By Matthew Lynn
Oct. 6 (Bloomberg) -- At more than $50 a barrel, the price of oil has everybody spooked. Economists are worried about global growth. Industrialists are concerned about the cost of raw materials. Car owners are anxious about filling up the tank.
Who's to blame for that? To listen to a parade of politicians in the past few weeks, it's the fault of financial speculators.
That's a bad rap. While there has been speculation in oil markets, that isn't what has been pushing up prices. The cost of oil is near record levels because of rising demand, tight supply, instability in many of the main oil-producing countries and a lack of refinery capacity.
Indeed, some of those reading the ``it's all the fault of speculators'' script could look closer to home -- since an attack on speculators is a sure sign of a politician shifting the blame to someone else for a problem they could be fixing themselves.

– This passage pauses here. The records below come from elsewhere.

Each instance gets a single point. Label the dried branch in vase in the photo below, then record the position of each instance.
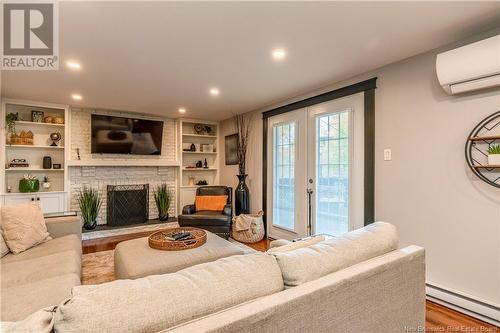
(243, 127)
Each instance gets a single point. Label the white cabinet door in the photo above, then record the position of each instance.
(19, 199)
(51, 202)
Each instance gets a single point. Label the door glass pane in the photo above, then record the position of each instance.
(332, 173)
(284, 175)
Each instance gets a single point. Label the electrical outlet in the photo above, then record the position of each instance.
(387, 155)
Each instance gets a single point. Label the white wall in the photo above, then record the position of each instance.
(427, 190)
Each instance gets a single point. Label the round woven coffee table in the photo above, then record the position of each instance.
(158, 240)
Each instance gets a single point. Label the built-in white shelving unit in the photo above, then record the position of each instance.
(188, 158)
(53, 199)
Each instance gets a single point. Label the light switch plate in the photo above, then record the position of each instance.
(387, 155)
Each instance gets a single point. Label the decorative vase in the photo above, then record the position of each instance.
(29, 185)
(163, 217)
(47, 162)
(242, 196)
(90, 225)
(493, 159)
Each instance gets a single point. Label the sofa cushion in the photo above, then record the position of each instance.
(18, 302)
(312, 262)
(56, 245)
(36, 269)
(157, 302)
(297, 245)
(41, 321)
(23, 226)
(4, 249)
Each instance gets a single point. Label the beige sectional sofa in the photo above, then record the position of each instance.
(42, 275)
(359, 282)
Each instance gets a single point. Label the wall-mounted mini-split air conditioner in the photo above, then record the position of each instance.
(470, 67)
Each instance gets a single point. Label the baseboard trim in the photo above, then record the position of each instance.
(460, 302)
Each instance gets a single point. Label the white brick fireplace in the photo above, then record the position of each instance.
(100, 170)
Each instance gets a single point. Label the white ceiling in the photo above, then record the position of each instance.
(155, 57)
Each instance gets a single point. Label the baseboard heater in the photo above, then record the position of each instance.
(471, 306)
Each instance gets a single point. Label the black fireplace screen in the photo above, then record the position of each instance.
(127, 204)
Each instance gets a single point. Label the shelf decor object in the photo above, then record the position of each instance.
(481, 143)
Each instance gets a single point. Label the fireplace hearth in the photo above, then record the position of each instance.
(127, 204)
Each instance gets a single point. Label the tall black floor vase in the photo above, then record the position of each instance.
(242, 196)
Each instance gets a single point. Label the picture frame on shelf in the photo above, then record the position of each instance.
(37, 116)
(231, 147)
(207, 148)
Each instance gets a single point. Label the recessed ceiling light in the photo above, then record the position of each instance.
(279, 54)
(214, 92)
(73, 65)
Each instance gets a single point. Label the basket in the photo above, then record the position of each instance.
(248, 228)
(157, 240)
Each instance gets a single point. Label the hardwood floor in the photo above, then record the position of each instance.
(438, 318)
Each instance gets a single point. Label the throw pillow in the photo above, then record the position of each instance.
(23, 227)
(298, 244)
(4, 249)
(158, 302)
(210, 202)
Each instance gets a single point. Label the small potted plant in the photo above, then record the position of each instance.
(10, 125)
(46, 183)
(29, 183)
(494, 155)
(90, 202)
(162, 199)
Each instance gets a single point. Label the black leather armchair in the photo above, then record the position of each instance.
(217, 222)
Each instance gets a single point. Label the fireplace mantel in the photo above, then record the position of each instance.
(123, 163)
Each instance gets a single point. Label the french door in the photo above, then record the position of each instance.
(316, 169)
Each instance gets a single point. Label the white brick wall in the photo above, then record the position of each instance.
(99, 177)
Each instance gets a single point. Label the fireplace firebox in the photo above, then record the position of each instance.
(127, 204)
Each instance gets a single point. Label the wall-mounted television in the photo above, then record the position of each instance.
(120, 135)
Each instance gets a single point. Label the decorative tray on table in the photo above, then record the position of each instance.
(177, 239)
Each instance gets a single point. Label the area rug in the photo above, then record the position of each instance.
(98, 267)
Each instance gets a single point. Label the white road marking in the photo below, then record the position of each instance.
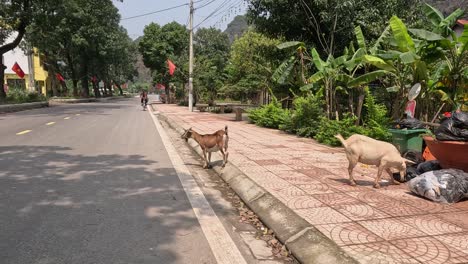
(23, 132)
(222, 246)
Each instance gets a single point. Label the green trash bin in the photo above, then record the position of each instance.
(408, 139)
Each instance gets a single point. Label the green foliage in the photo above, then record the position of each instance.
(20, 95)
(376, 119)
(304, 120)
(329, 128)
(212, 53)
(252, 61)
(270, 115)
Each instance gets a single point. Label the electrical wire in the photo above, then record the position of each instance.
(155, 12)
(212, 13)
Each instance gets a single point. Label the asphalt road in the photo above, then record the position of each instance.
(92, 183)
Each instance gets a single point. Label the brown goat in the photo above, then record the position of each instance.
(217, 141)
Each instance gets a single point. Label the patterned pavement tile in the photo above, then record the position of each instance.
(425, 249)
(390, 229)
(379, 253)
(277, 168)
(267, 162)
(397, 208)
(316, 187)
(303, 202)
(429, 206)
(336, 199)
(289, 191)
(348, 234)
(458, 218)
(312, 171)
(458, 246)
(322, 215)
(369, 196)
(431, 224)
(360, 211)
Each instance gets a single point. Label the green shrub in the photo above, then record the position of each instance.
(20, 95)
(329, 128)
(305, 119)
(270, 115)
(376, 120)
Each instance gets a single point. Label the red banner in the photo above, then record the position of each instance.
(17, 69)
(171, 67)
(59, 77)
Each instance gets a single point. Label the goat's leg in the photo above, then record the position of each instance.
(379, 174)
(352, 164)
(209, 159)
(389, 171)
(205, 166)
(224, 157)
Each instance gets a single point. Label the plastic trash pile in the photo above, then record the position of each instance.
(443, 186)
(453, 128)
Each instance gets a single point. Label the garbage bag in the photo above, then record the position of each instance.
(410, 123)
(460, 119)
(447, 131)
(428, 166)
(411, 173)
(414, 156)
(443, 186)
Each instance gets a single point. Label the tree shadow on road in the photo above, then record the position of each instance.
(59, 207)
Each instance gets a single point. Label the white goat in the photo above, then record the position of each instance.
(217, 141)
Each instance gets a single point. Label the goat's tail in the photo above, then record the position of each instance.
(341, 139)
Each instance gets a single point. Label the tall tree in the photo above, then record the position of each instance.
(327, 25)
(159, 44)
(212, 53)
(15, 16)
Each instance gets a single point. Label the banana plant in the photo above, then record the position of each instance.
(299, 57)
(442, 25)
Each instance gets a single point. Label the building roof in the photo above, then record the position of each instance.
(15, 55)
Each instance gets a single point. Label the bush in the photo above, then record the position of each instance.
(270, 115)
(376, 120)
(305, 119)
(20, 95)
(329, 128)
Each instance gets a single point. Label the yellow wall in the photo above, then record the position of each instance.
(40, 75)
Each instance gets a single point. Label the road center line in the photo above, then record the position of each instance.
(23, 132)
(222, 246)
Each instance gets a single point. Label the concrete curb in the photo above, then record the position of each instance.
(21, 107)
(306, 243)
(84, 100)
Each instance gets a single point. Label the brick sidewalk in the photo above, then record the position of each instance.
(388, 225)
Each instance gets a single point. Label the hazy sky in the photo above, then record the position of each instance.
(222, 12)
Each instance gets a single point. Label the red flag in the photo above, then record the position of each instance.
(160, 86)
(17, 69)
(171, 66)
(59, 77)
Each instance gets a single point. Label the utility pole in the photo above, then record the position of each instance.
(191, 58)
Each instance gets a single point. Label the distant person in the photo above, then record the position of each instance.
(144, 98)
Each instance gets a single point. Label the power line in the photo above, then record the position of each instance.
(212, 13)
(154, 12)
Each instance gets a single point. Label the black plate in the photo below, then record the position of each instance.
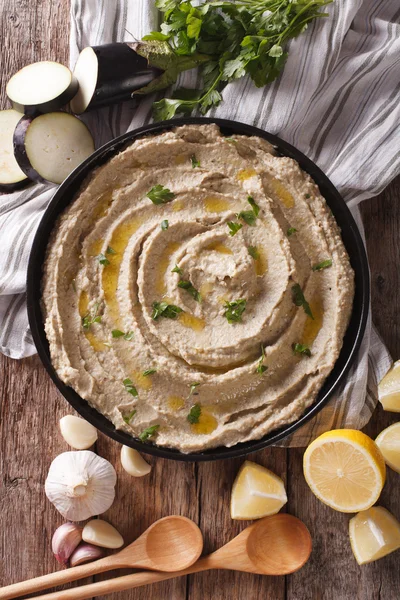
(351, 238)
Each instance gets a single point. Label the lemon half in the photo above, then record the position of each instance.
(345, 469)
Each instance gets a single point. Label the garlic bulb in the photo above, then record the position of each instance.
(101, 533)
(85, 553)
(77, 432)
(80, 484)
(65, 539)
(133, 462)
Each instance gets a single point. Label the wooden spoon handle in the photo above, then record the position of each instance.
(54, 579)
(126, 582)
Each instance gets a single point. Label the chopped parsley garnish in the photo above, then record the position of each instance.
(301, 349)
(254, 206)
(186, 285)
(194, 414)
(130, 388)
(129, 417)
(261, 368)
(163, 309)
(177, 269)
(149, 372)
(234, 310)
(91, 317)
(323, 265)
(116, 333)
(254, 253)
(248, 217)
(234, 227)
(299, 300)
(148, 433)
(103, 260)
(160, 195)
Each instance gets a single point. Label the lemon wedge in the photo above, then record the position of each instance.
(256, 492)
(345, 469)
(388, 442)
(389, 389)
(374, 533)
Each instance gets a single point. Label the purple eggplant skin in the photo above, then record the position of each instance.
(121, 71)
(19, 148)
(51, 105)
(8, 188)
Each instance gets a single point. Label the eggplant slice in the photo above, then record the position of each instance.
(11, 176)
(109, 74)
(49, 147)
(41, 87)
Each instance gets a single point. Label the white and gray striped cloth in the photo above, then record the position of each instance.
(338, 101)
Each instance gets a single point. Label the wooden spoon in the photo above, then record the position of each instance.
(170, 544)
(276, 545)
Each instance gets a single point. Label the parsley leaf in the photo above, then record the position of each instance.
(177, 269)
(163, 309)
(129, 417)
(322, 265)
(91, 317)
(254, 206)
(148, 433)
(195, 162)
(234, 310)
(299, 300)
(149, 372)
(186, 285)
(301, 349)
(227, 40)
(261, 368)
(194, 414)
(103, 260)
(234, 227)
(254, 253)
(160, 195)
(130, 388)
(248, 217)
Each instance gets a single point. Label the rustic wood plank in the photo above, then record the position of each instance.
(31, 407)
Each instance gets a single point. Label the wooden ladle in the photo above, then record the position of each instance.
(170, 544)
(276, 545)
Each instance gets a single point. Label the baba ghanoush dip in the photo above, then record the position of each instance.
(196, 291)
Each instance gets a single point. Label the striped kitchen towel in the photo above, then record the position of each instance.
(338, 101)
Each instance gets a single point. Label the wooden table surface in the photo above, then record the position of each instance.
(30, 439)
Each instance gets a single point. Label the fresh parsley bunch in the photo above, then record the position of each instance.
(227, 40)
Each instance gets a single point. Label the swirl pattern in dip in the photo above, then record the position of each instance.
(197, 290)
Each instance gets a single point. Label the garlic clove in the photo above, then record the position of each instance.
(65, 539)
(101, 533)
(77, 432)
(133, 462)
(85, 553)
(80, 484)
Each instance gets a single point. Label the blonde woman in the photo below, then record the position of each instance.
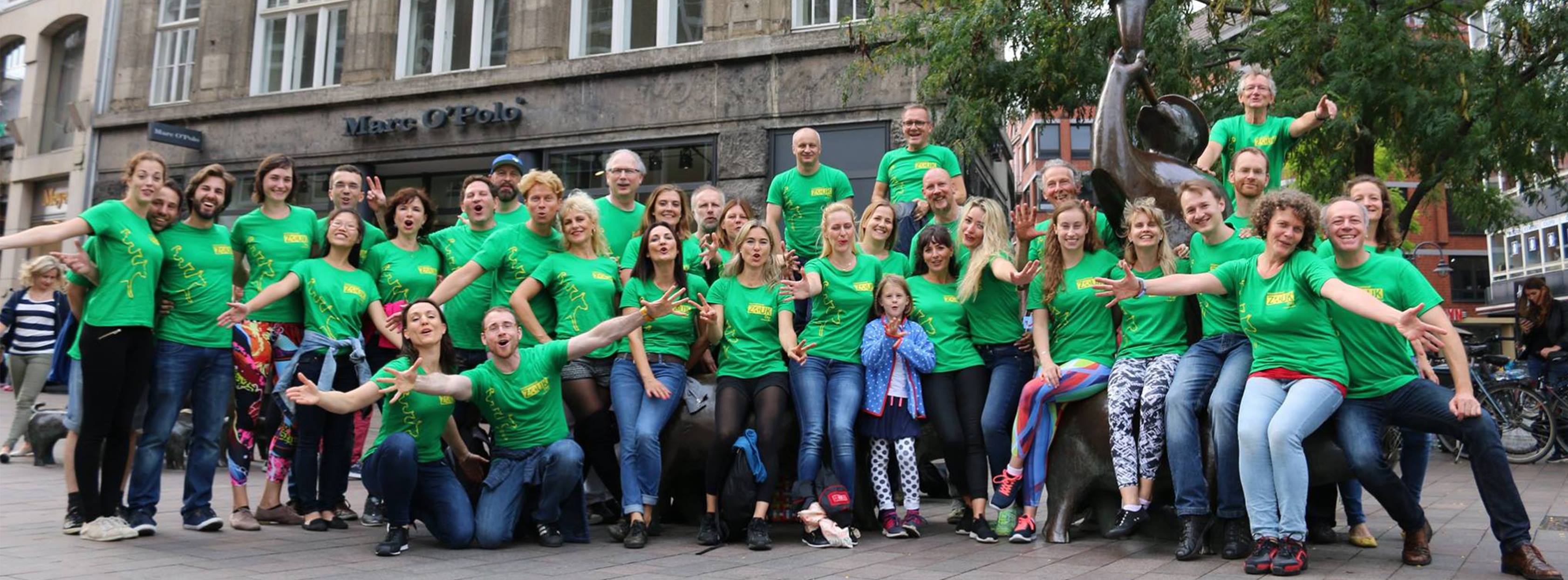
(29, 323)
(1153, 339)
(841, 284)
(755, 325)
(586, 286)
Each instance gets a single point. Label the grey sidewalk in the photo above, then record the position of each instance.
(34, 501)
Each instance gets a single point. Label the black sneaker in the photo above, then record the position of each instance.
(1261, 562)
(549, 535)
(395, 543)
(1128, 523)
(635, 535)
(1238, 538)
(372, 516)
(1191, 535)
(758, 535)
(981, 531)
(1291, 559)
(711, 531)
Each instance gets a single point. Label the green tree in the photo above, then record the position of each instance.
(1409, 85)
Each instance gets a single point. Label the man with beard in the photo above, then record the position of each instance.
(193, 355)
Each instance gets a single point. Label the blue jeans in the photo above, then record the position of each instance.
(207, 375)
(827, 402)
(1275, 417)
(1211, 375)
(1009, 369)
(556, 469)
(429, 491)
(1425, 405)
(642, 419)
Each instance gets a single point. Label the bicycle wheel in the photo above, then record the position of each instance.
(1526, 424)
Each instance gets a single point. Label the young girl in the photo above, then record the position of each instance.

Financial traders may well be exploiting a trend. That doesn't mean they created it.
After the meeting of finance ministers and central bankers from the Group of Seven industrial nations last weekend in Washington, U.S. Treasury Secretary John Snow said the world needed more supplies to ``help deal with some market uncertainty, which I think is feeding some speculation.'' He added that spot prices were ``out of line'' with market fundamentals.
Snow isn't alone in holding that view. ``It's not a problem of shortage in the markets,'' said Loyola de Palacio, the European Union energy commissioner, last month. ``It's a problem related to speculation and paper operations, fueled by political circumstances.''
Germany's Clement
Wolfgang Clement, the German economics and labor minister, went further in his remarks at the end of last month. ``On the international level, we have to take action against speculation,'' he told reporters at a trade fair in Berlin. ``We need more transparency so that we can drive away speculators.''
Will any of that translate into action? Well, the G-7 said on the weekend it would ask the International Energy Agency to improve ``oil data transparency'' so it can get a better idea of whether oil-price fluctuations are the result of changes to supply and demand, or just speculation.
So, if you are at a hedge fund trading oil derivatives, is it time to change your name, grow a beard and get out of town? Are you about to be lynched for destroying the global economy?
Not quite. Anyone who looks at the evidence calmly will see that it's hard to pin the blame for the soaring oil price on speculators.
No one would dispute there has been increased oil trading in the market, particularly by hedge funds.
OPEC Estimates
The Basel, Switzerland-based Bank for International Settlements said last month that hedge funds, investment banks and other traders ``sharply increased'' their oil bets this year.
The Organization of Petroleum Exporting Countries recently estimated that as much as $15 of the oil price is the result of speculation.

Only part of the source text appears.